To minimise friction in transmission, precision is paramount. As a result, bearing lubrication is required to make sure rolling components remain functioning effectively.
There are several reasons why bearing failure may occur, including improper mounting and overloading. However, lubrication itself can be a contributing factor if an incorrect product is selected, applied improperly or the correct level of preventative maintenance is not adhered to. Read on to explore what makes lubrication in components and bearings so crucial.
Why is lubrication vital for bearings?
One of the key roles of a lubricant is to help ensure smooth and continuous power transmission during mechanical operation. However, lubrication also creates a barrier in-between components inside the bearing. For example, it lubricates the rolling element, the inner ring, the outer ring and the shield, when required. This effective barrier offers multiple benefits that can help improve the longevity of a bearing, as well as the other components in a system and the full production line.
What tasks does lubrication perform in bearings?
Lubricants provide a wide range of services on bearings, which allow them to function at optimum performance while protecting them from harm and extending their active service life.
Lubricants are designed to prevent the process of oxidisation and minimise the impact of corrosive forces which can cause lasting damage to bearings and their components. Lubrication also creates a protective film that seals working parts against unwanted debris, effectively forming a contaminant barrier.
Lubricants stabilise the bearing structure, but also allow bearing components to move freely by reducing friction. In turn, this decreases wear, which occurs over time during extended use.
What are the different types of bearing lubricants?
Lubricants must always be selected for bearings while considering multiple factors. These include material, the load type and any adjoining components. The reason for this is because some lubrication solutions suffer heavy affection from onsite environmental factors, while others cannot remain effective at the speeds necessary for specific operations. As a result, it is critical to be aware of the lubrication types available based on their base material and viscosity index.
A grease lubricant typically consists of an oil base with a thickening agent added, which allows the consistency of the grease to range from a semi-solid to a fluid state. Due to this range, grease lubricants offer varied applications for bearings and do not require an intensive maintenance schedule.
It is worth noting that grease is a partial-solid lubricant, which means that it cannot cope with off-kilter mounting and high-load speeds. However, the extra properties of a grease lubricant can help in other areas. High-quality greases can provide outstanding protection against issues like oxidisation and corrosion.
In contrast to grease lubricants, petroleum-based and synthetic oils can take much higher load capacities and load speeds. Consequently, they are highly suitable options for use in high-volume mechanical operations and can help prevent expensive downtime.
However, oil is highly fluid in composition, which makes it prone to the issue of evaporation in applications where the bearing is not encased with a dedicated shield. Under such circumstances, operators must follow a consistent maintenance schedule that features a series of application measures like the use of oil baths and jets.

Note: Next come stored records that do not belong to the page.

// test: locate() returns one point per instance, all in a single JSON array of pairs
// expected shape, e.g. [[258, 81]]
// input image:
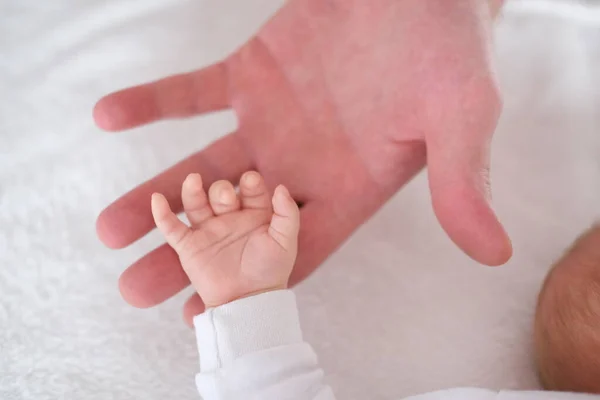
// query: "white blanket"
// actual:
[[66, 333]]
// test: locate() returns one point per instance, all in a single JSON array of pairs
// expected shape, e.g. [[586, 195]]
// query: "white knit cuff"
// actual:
[[246, 326]]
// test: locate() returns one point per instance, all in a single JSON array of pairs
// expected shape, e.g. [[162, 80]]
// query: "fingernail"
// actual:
[[251, 179], [225, 196]]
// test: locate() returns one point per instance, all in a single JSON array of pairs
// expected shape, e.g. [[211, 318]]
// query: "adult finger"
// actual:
[[129, 218], [177, 96], [192, 307], [153, 279], [458, 158]]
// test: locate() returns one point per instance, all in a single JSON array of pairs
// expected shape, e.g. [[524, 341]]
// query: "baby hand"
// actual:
[[237, 245]]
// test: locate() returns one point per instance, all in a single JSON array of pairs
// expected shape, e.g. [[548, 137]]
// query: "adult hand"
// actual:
[[343, 101]]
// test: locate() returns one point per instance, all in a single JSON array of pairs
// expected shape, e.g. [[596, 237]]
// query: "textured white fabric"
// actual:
[[252, 349], [66, 333]]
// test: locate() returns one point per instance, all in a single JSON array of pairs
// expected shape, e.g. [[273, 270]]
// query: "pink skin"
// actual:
[[342, 101]]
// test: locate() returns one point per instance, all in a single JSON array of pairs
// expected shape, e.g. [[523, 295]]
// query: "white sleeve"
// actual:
[[253, 349], [484, 394]]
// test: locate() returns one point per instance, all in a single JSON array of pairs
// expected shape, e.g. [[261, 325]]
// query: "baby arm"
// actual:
[[238, 252]]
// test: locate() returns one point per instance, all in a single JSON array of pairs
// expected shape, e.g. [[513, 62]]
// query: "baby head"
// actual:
[[567, 321]]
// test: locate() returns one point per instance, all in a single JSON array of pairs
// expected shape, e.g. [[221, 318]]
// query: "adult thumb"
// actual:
[[458, 158]]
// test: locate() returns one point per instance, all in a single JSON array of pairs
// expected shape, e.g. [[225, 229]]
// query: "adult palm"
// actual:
[[343, 101]]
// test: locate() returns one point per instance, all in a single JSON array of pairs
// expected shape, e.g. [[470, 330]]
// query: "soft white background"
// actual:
[[66, 333]]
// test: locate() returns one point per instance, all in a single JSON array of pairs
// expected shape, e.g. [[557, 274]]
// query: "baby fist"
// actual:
[[236, 245]]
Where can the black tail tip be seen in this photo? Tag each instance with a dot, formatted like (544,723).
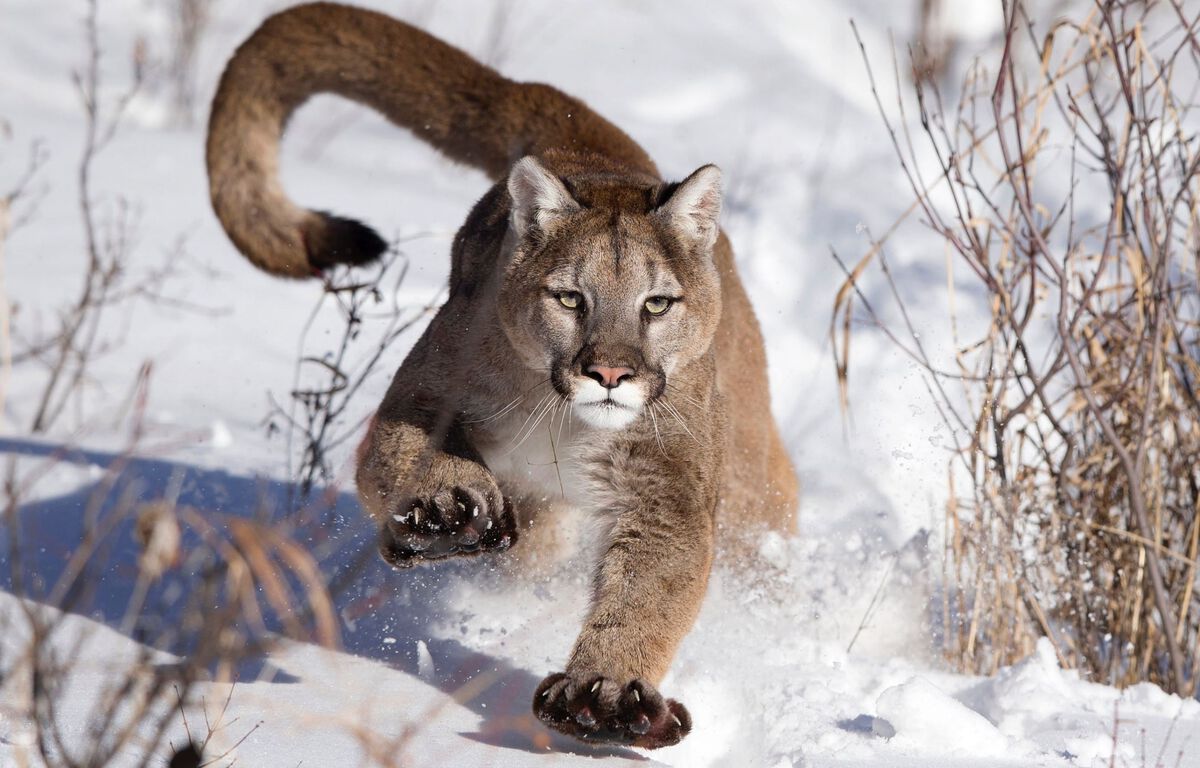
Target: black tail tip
(331,240)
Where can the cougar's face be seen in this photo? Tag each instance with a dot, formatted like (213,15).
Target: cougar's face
(610,299)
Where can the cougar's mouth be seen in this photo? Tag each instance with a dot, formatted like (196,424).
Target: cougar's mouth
(609,408)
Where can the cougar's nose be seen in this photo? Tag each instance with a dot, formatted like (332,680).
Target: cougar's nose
(607,377)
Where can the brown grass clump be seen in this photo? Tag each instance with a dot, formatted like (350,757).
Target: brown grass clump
(1065,187)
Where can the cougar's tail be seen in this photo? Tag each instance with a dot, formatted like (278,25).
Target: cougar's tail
(461,107)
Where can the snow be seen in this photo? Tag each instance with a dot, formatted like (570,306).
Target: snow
(822,655)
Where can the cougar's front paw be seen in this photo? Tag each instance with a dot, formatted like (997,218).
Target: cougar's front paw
(597,708)
(463,520)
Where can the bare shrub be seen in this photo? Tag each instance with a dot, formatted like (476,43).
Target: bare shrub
(214,589)
(1067,196)
(316,419)
(109,229)
(10,220)
(189,23)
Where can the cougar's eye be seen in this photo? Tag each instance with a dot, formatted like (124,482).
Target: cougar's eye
(569,299)
(658,305)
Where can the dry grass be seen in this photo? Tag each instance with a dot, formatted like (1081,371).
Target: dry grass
(1065,187)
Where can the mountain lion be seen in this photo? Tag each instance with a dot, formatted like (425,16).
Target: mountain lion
(582,288)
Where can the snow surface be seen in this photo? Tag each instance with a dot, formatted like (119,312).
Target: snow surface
(787,666)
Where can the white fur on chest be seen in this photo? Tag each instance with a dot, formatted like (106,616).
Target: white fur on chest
(546,465)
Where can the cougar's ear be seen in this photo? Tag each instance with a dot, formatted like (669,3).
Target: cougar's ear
(693,208)
(538,196)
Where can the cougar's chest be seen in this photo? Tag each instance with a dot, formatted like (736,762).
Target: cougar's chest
(544,462)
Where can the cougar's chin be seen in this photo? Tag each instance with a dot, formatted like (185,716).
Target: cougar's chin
(607,408)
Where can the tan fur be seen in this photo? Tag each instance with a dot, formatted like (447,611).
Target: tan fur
(681,460)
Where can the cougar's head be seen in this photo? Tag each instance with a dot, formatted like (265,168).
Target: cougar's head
(611,288)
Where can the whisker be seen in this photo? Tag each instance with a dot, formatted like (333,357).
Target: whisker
(541,412)
(510,406)
(529,418)
(562,419)
(678,417)
(678,393)
(657,436)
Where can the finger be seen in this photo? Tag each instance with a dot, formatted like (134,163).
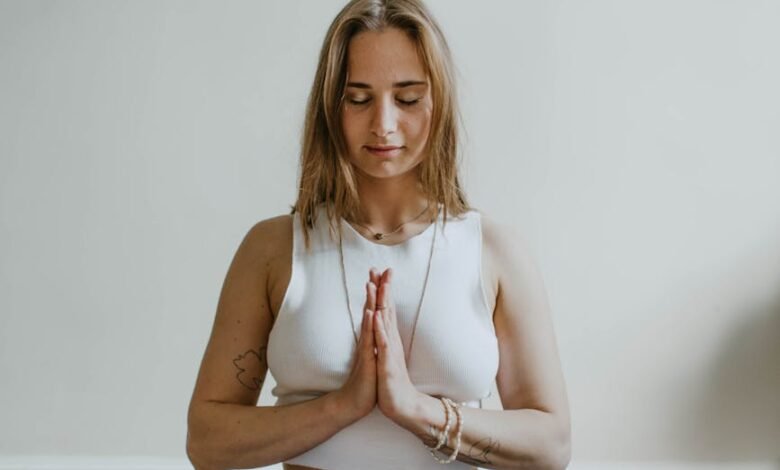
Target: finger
(380,333)
(371,296)
(388,293)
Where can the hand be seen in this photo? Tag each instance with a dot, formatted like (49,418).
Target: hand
(396,395)
(359,391)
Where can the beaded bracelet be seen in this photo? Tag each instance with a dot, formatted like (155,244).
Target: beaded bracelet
(442,436)
(456,408)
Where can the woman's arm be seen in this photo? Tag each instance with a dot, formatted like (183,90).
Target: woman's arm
(225,427)
(533,429)
(228,435)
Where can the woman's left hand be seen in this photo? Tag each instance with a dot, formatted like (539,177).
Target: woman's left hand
(396,395)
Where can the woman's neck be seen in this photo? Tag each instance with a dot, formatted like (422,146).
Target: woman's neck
(387,203)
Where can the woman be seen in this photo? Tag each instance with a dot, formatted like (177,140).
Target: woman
(456,303)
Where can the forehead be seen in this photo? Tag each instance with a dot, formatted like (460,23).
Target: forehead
(381,58)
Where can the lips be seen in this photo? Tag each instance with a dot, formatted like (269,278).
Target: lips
(382,147)
(384,151)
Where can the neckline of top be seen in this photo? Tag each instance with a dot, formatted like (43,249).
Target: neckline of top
(417,236)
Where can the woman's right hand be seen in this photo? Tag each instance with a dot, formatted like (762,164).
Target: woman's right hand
(358,393)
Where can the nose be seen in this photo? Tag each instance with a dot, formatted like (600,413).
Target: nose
(384,120)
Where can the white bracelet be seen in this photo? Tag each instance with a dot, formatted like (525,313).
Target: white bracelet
(456,409)
(452,457)
(443,435)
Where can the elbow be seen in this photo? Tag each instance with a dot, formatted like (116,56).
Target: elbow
(198,451)
(558,453)
(195,456)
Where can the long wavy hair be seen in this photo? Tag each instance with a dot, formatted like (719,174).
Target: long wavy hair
(326,175)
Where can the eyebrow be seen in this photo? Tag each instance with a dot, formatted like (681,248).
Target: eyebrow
(402,84)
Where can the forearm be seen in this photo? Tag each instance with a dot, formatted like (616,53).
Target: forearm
(518,439)
(226,435)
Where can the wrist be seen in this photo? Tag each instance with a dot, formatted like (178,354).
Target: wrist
(426,416)
(340,409)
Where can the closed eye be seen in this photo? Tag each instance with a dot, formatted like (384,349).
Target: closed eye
(405,103)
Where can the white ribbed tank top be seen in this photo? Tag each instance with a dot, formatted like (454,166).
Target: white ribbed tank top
(311,346)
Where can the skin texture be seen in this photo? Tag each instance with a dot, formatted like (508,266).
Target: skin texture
(387,115)
(226,428)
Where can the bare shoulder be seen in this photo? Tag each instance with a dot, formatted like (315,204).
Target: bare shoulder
(505,247)
(269,235)
(274,237)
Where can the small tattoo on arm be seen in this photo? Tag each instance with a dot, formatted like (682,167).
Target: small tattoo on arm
(251,366)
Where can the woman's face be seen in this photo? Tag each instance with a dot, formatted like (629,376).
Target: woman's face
(387,103)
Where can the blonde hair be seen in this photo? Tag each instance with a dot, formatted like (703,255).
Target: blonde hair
(326,175)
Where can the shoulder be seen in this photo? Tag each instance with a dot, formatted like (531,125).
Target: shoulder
(506,247)
(269,237)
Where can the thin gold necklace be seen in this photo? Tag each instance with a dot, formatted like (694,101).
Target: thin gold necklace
(381,236)
(407,354)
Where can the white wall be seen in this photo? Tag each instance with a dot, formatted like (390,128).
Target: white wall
(635,143)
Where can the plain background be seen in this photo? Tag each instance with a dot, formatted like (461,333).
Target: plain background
(634,143)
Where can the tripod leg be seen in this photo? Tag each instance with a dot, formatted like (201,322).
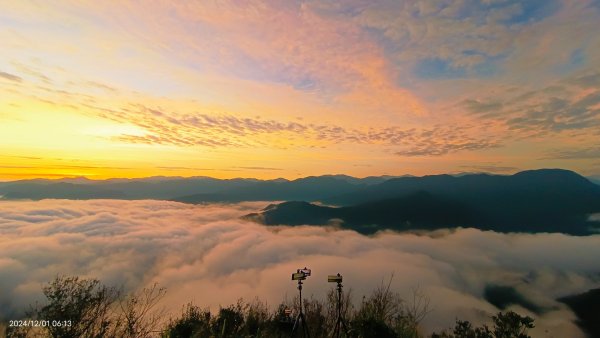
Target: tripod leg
(296,323)
(305,327)
(345,328)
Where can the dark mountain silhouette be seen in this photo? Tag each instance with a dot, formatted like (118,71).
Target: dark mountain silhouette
(57,190)
(311,188)
(531,201)
(189,190)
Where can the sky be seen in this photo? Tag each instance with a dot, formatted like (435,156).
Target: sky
(207,255)
(271,89)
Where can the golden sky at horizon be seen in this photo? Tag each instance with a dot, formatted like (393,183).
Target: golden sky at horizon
(290,89)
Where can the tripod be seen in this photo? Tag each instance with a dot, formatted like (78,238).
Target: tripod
(340,323)
(300,319)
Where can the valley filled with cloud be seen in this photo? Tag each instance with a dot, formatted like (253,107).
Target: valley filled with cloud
(208,255)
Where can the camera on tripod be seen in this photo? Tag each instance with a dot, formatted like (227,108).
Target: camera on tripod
(334,278)
(301,274)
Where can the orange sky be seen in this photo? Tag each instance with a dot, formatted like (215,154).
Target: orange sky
(272,89)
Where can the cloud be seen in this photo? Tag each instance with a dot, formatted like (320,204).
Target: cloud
(492,168)
(206,254)
(586,153)
(259,168)
(10,77)
(228,130)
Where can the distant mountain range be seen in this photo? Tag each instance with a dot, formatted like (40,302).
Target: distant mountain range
(189,190)
(547,200)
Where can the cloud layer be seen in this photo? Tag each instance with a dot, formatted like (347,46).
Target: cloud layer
(206,254)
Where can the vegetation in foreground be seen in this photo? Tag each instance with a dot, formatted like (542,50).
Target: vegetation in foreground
(78,307)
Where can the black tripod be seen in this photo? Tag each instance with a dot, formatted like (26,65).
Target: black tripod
(300,319)
(340,323)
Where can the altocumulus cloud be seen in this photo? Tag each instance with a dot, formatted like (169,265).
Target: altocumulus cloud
(206,254)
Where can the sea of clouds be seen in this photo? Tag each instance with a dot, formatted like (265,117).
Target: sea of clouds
(208,255)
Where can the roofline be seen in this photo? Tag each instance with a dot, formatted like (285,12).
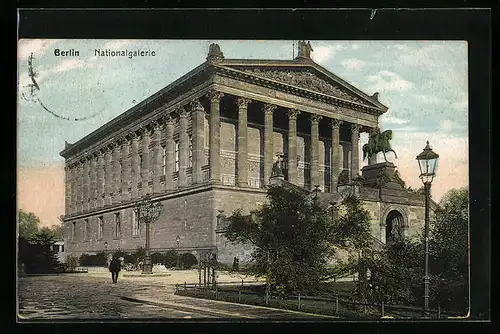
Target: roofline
(301,62)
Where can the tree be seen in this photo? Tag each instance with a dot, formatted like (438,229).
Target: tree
(292,236)
(28,224)
(449,250)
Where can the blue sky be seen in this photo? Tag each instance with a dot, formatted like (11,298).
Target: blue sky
(424,84)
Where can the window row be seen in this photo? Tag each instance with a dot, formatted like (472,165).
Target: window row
(86,235)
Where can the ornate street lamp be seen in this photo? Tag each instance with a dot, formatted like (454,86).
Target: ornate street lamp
(147,212)
(178,239)
(106,252)
(427,161)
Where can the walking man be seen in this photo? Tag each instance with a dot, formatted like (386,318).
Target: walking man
(114,268)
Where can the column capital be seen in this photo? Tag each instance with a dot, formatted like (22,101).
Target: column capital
(315,118)
(183,113)
(335,123)
(293,113)
(213,95)
(269,108)
(355,128)
(243,102)
(196,106)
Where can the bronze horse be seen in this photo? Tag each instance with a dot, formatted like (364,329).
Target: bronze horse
(378,143)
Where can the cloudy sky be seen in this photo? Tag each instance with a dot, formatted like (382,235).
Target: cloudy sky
(424,84)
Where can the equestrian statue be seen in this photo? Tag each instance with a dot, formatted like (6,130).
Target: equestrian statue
(378,142)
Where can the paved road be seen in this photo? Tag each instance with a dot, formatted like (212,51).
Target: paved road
(83,296)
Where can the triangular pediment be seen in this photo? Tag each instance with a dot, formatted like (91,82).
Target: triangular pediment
(311,77)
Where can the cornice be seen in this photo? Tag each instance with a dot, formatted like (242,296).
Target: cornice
(295,90)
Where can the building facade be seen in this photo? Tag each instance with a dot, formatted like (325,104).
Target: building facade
(205,145)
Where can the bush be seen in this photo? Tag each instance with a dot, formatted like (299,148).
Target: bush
(188,260)
(170,258)
(157,258)
(92,260)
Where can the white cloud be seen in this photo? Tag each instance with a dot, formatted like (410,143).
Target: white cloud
(323,53)
(430,99)
(453,166)
(353,63)
(393,120)
(36,46)
(388,81)
(447,125)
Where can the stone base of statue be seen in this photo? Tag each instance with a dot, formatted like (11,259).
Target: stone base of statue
(147,267)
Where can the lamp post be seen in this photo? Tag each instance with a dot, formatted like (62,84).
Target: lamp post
(427,161)
(147,212)
(178,239)
(106,252)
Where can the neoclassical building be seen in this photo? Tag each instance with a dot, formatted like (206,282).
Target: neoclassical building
(205,145)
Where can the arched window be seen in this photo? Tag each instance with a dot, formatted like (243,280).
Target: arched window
(117,226)
(394,226)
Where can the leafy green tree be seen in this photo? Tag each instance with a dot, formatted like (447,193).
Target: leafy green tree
(449,250)
(292,236)
(28,224)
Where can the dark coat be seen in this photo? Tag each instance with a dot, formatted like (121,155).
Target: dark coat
(115,265)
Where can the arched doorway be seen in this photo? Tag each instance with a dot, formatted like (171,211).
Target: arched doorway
(394,226)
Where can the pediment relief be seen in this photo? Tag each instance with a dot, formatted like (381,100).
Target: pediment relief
(307,80)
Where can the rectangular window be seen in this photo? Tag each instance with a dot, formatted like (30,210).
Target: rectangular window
(176,156)
(135,224)
(117,226)
(86,229)
(101,228)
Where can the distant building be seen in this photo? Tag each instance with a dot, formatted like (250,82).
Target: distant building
(207,143)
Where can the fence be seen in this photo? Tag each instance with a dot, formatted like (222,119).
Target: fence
(336,305)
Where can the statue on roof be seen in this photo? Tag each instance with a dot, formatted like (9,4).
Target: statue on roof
(305,49)
(214,52)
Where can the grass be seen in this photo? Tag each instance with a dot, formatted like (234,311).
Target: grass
(254,295)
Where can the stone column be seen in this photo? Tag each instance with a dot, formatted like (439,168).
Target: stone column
(198,137)
(292,145)
(146,139)
(215,98)
(93,182)
(268,141)
(157,159)
(136,167)
(100,180)
(67,190)
(242,139)
(315,150)
(125,169)
(335,158)
(79,188)
(108,160)
(117,173)
(355,150)
(74,176)
(183,148)
(169,151)
(86,183)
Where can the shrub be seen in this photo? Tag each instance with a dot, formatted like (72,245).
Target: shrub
(157,258)
(170,258)
(71,263)
(92,260)
(188,260)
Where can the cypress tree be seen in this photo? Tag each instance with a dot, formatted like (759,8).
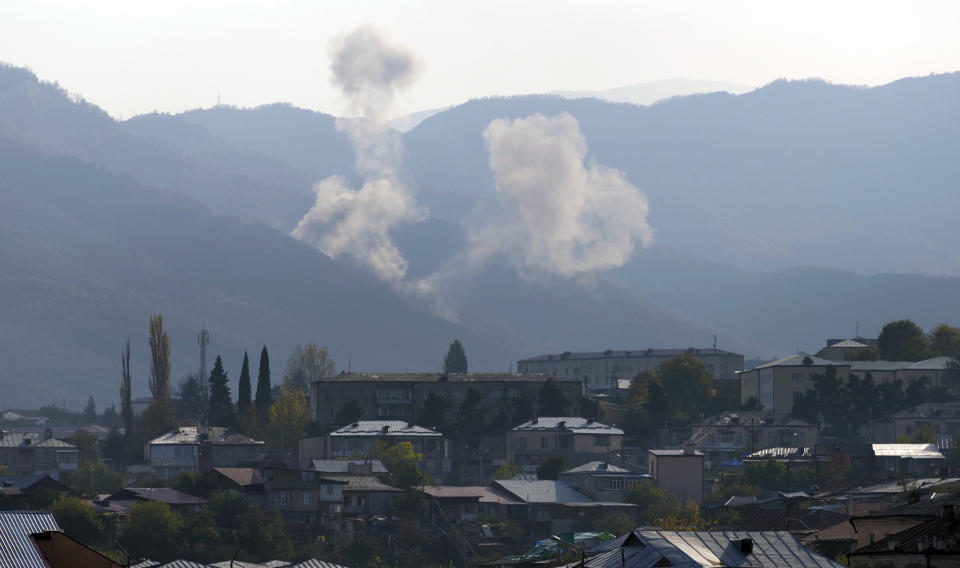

Sometimes referred to as solid film lubricants, dry lubricants are the third and final category of bearing lubricant. Popular products choices include tungsten disulphide, boron nitride, graphite and molybdenum disulphide. These dry lubricants are applied by burnishing or sputtering them onto the bearing to form a solid film within the balls and raceways.
It’s worth mentioning that these lubricants are typically seen as a last resort choice which is mainly used for extremely harsh environments which are radioactive or vacuum sealed.
Points to consider when picking a lubricant
Finally, when choosing one of the three bearing lubricants listed above for power transmissions components and mechanical operations, there are some aspects to consider.
Operating temperature of a mechanical application is a key concern. High speeds and high mean high heat and the lubricant selected must have the capacity to tolerate this temperature. Oil lubricants are prone to evaporation, so grease can be a better option if contaminants present and external conditions permit its use.
Speed of the bearing is also a concern, along with the friction maintenance required to prescribe under such operating conditions. Grease lubricants cannot tolerate high speeds, but both synthetic and petroleum-based oils can offer the protection required for bearings.
The condition of the mechanical operation is also key. When harsh conditions like high contamination, a vacuum environment or radioactivity are present, it’s vital to mitigate downtime by choosing a solution that can withstand such extreme conditions, like a solid film lubricant.
To provide ultimate protection and maintain optimum performance levels for your bearing application, ensure you always select the best lubricants for the job.